Apple M1 Ultra Performance and Specifications
In addition to Apple iPhone SE 5G, New iPad Air, Apple at peak performance event also released the most powerful Apple M1 Ultra processor, the fourth member of Apple’s M1 family including M1, M1 Pro, M1 Max.
The M1 Ultra was built in a somewhat simple and brutal way, simply by integrating two M1 Max and doubling the specifications almost straight away. Of course, the actual implementation process is not simple, Apple enabled the interconnect module (die-to-die connector) in the M1 Max chip, which Apple calls “Ultra Fusion” technology, allowing the interconnection bandwidth of the two chips to reach 2.5TB/s, and has more than 10,000 signal points, which significantly reduces latency and improves efficiency.
With the same 5nm manufacturing process, the M1 Ultra has 114 billion transistors, which is a very scary number. In terms of specifications, M1 Ultra integrates 20 CPU cores, including 4 energy-efficient cores and 16 performance cores; each performance core has 192KB instruction cache, 128KB data cache, and a shared 48MB L2 cache; each energy-efficient core has 128KB instruction cache, 64KB data cache, and a shared 8MB L2 cache.
The number of GPU cores of Apple M1 Ultra reaches 64, with a total of 8192 execution units and up to 196,608 concurrent threads, reaching a theoretical computing power of 21TFlops. The number of neural network engines also reached 32, capable of achieving a budget of 22 trillion times per second, eight times the performance of the M1.
There is no upgrade in the media engine, support includes 2 video decoding engines, 4 video encoding engines, 4 ProRes codec engines, support H.264, H.265, ProRes, ProRes RAW, and other codecs.
In terms of performance, Apple said M1 Ultra compared to 10-core desktop processor in the same performance power consumption reduced by 65%; compared to the 16-core desktop processor in terms of the same performance power consumption is 100W lower, the same power consumption performance is 90% stronger.
In terms of GPU, Apple claims that the M1 Ultra’s GPU consumes 200W less power than a high-end discrete GPU at the same performance, and only 1/3 the power compared to a mainstream discrete GPU at the same time as it performs better.
Apple M1 Ultra Performance
The first benchmark results for Apple’s M1 Ultra chip also appeared on Geekbench, confirming that the doubled-up M1 Max can indeed outperform the top-end Intel version Mac Pro as Apple claims. The Mac Studio (Mac13,2) with a 20-core M1 Ultra ended up with a single-core score of 1793 and a multi-core score of 24055 in Geekbench 5.4.4.
By comparison, the top Mac Pro with a 28-core Intel Xeon W chip scored 1152 single-core and 19,951 multi-core, so the M1 Ultra’s multi-core performance was 21 percent faster than it in this particular benchmark comparison. As for single-core performance, the M1 Ultra is about 56 percent faster than the 28-core Mac Pro.

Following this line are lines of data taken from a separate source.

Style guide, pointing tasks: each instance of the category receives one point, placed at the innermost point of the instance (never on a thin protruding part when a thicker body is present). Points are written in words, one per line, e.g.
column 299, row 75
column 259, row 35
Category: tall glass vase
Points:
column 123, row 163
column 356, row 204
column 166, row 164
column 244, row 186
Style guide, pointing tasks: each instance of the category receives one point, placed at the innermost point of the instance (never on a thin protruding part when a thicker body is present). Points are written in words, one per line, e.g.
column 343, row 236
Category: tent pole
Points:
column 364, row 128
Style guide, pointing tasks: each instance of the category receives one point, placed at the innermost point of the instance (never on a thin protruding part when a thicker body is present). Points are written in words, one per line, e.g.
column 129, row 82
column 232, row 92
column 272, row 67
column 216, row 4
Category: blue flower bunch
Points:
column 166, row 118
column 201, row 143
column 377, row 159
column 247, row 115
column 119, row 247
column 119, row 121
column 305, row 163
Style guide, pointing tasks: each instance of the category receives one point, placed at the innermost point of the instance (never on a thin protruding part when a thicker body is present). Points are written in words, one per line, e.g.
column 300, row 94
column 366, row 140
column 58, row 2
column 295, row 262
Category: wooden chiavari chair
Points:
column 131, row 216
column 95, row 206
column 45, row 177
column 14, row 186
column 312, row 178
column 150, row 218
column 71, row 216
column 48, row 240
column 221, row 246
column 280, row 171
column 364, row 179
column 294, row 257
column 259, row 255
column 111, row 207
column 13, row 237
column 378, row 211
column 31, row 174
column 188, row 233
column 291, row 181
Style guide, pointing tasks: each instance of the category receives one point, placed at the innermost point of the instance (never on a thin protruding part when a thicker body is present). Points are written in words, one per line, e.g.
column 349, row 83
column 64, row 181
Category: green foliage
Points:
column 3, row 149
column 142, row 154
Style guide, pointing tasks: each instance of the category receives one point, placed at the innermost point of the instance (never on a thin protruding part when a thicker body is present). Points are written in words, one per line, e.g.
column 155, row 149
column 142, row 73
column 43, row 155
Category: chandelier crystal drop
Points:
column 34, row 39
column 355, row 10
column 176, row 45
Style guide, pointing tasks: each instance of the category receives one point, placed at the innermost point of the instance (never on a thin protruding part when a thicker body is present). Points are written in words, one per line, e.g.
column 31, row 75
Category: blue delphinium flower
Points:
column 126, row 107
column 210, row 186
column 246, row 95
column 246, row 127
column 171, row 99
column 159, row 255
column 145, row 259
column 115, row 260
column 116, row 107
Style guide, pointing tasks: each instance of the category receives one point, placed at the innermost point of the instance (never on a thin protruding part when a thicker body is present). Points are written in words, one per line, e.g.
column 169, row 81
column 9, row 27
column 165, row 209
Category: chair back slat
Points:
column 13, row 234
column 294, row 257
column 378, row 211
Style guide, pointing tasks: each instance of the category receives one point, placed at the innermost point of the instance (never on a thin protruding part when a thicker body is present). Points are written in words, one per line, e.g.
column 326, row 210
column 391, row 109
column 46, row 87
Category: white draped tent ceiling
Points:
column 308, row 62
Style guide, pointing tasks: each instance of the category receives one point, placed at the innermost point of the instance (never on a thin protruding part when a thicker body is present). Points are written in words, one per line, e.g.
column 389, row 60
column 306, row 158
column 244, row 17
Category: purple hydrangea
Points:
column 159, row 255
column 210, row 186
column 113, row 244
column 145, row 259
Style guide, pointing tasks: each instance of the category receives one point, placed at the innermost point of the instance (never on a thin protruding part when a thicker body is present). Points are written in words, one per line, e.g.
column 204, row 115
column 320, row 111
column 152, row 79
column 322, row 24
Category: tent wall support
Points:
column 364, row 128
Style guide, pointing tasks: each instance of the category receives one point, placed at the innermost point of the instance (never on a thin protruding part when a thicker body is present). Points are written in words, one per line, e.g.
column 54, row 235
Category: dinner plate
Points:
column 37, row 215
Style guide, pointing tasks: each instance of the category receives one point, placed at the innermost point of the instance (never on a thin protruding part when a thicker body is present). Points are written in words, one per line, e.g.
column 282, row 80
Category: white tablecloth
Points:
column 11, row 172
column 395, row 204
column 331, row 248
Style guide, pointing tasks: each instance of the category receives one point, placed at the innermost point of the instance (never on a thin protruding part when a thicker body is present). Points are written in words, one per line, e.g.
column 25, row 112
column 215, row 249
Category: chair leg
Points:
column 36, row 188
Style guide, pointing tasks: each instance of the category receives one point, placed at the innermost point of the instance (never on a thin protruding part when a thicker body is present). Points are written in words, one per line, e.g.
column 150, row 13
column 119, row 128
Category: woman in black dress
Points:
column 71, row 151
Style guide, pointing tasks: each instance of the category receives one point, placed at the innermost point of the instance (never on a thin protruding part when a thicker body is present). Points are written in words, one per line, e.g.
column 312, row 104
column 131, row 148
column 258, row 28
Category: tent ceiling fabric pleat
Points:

Tom’s Hardware investigated the Geekbench 5 score on the market and found that the M1 Ultra’s multi-core score is comparable to the 64-core Threadripper 3990X, with only a 4% difference, which is close to the top server processor’s score.
The x86 processor is naturally not a flop, saving face in the single-core run scores, but even so, the M1 Ultra still scores in the middle of the i9-12900K and AMD Raider 9 5950X. Considering that the M1 Ultra has only 20 CPU cores and consumes only 60 watts of power, this is an incredible performance. Compared to the Threadripper 3990X with 280W TDP power consumption, the M1 Ultra has a 4.7x higher power efficiency ratio.
The Apple M1 Ultra is said to be Apple’s most powerful chip to date, with 20 CPU cores, including 16 performance cores and 4 energy-efficient cores. The GPU has 48 and 64 cores to choose from, a 32-core neural network engine, support for up to 128GB of unified memory, and a memory bandwidth of up to 800GB/s.